Poniżej zapis TMS-ów od p. Asi
do jej ulubionego bohatera, sir Richarda Northbridge.
30.09/08.00
Jadę do Wawy, najpierw z
Kristiansand pociągiem do Oslo, potem norwegian.com do Bergen, stamtąd na
Okęcie. Prześledź trasę na mapie. Tak było najtaniej. Nara!
30.09/20.50
Okęcie, Forex. Kupiłam 700 zł
za 770 zł. Kartą można płacić, ale pani w okienku pisze w brulionie. Zajrzałam
ukradkiem. Miała w brulionie narysowaną tabelkę i pisała dużym długopisem.
30.09/21.40
Krakowskie Przedmieście, Dom
Literatury. Zakaz palenia w budynku. Na każdym piętrze popielniczki, używane
intensywnie. Pokój zamówiłam przez Internet, ale pani pisze dużym długopisem w
brulionie.
30.09/21.45
W dalszym ciągu Dom Literatury
(jakbyś nie wiedział, to taki hotel, gdzie nikt nie wie, że ja książki piszę).
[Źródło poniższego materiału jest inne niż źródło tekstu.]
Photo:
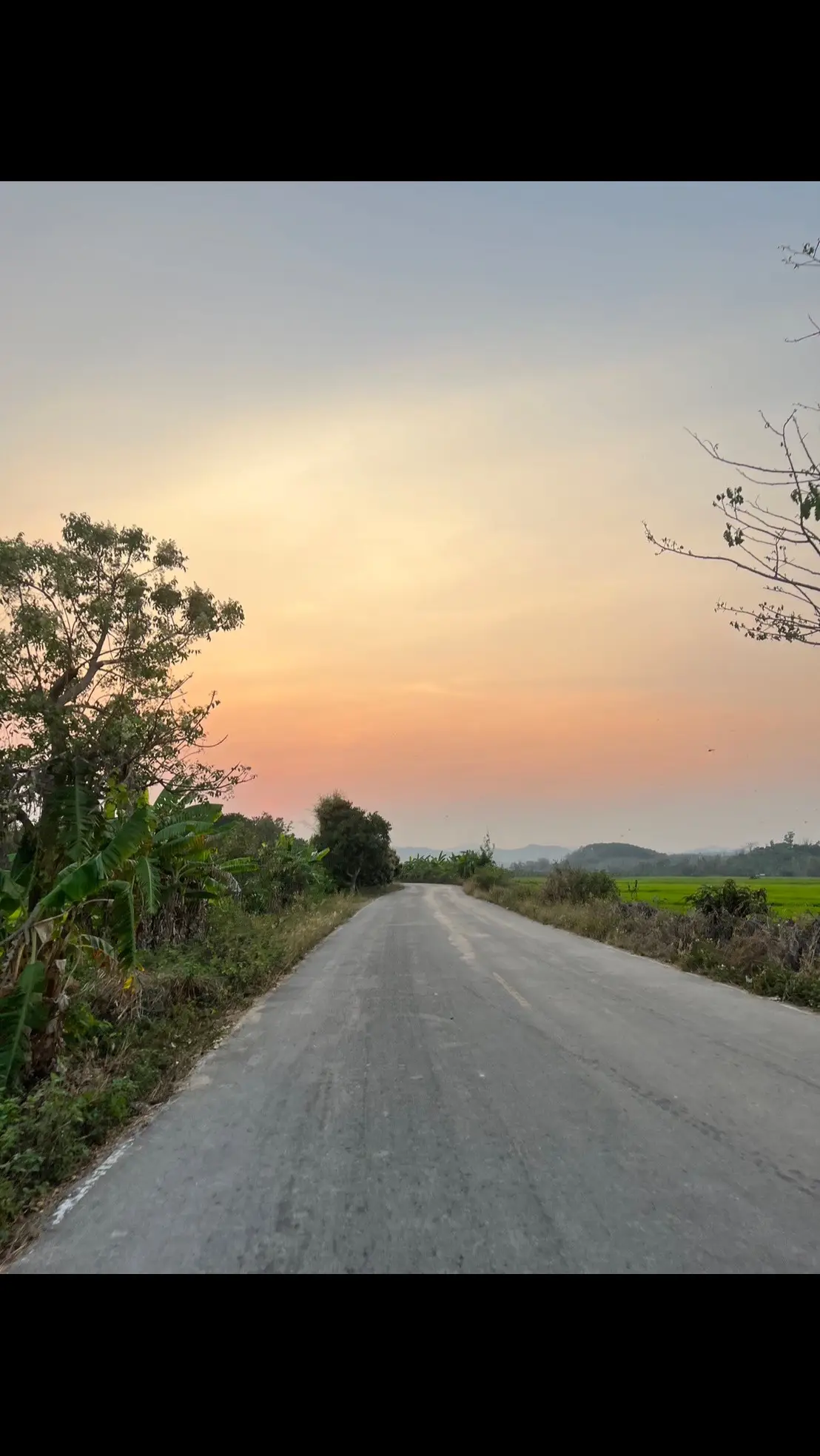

Dostałam
pokój na trzecim piętrze. Pani (ta od brulionu) powiedziała, że winda jedzie,
kiedy guzik jest wciśnięty. Trzeba cały czas przyciskać guzik. Richie, ja się
boję.
30.09/22.00
Dojechałam na trzecie piętro. Przyślij
mi jakąś balladę.
1.10/2.10
Są demonstracje i budowa metra.
1.10/12.15
W alternatywnym centrum kultury
w Warszawie można zamówić „omlet z kabanosem pikantnym albo nie”.
2.10/12.15
O mało nie doszło do kolizji
pociągu z TIR-em. Byłam u stomatologa. Stomatolog proponował podczas zabiegu przerwy na
papierosa.
8.10/12.15
„Szczęściarze” ukażą się
wkrótce... Tak przynajmniej obiecało wydawnictwo.